To learn more about in-hand manipulation, the researchers employed a biologically constrained recurrent convolutional neural network (RCNN) through EBRAINS (the Human Brain Project’s digital research infrastructure for neuroscience), using an RCNN for its ability to understand sequences of states – a major boon for robotics work.
Using the Human Brain Project’s Multilevel Human Brain Atlas, the researchers fed the constraints into the RCNN and trained the model on the 21.2 Linpack petaflops Piz Daint supercomputer at the Swiss National Supercomputing Center (CSCS). “The RCNN requires hours of simulated experience to train,” said Mario Senden, one of the lead scientists on the project and an assistant professor of vision and cognitive neuroscience at Maastricht University, in an interview with the Human Brain Project’s Evan Hancock. “The EBRAINS high-performance computing infrastructure allows us to speed up the process immensely and train the network in just a few minutes.”
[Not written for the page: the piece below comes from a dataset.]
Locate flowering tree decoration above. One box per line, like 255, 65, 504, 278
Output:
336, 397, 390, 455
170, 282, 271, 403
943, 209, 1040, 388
The trained network, tasked with running simulations of a hand, successfully touched its fingers to its thumb after a couple of thousand learning runs.
Now, the researchers are aiming higher, trying to get the network to manipulate objects within that simulated hand. “The unique combination of interoperable services on EBRAINS will allow us to break new ground in cognitive computational neuroscience,” said Paweł Świeboda, CEO of EBRAINS and director general of the Human Brain Project.
Once the neural network- and HPC-powered simulations display sufficient aptitude, the plan is to begin incorporating a third element of the Human Brain Project: robotics work, and specifically the Shadowhand robot that is the subject of the current simulations.
“The workflow … incorporates a range of complementary EBRAINS services, including the multilevel human brain atlas, high-performance computing infrastructure, and, eventually, the Neurorobotics Platform,” said Katrin Amunts, the scientific director of the Human Brain Project. “EBRAINS is the only research infrastructure in Europe that offers this powerful combination of services.”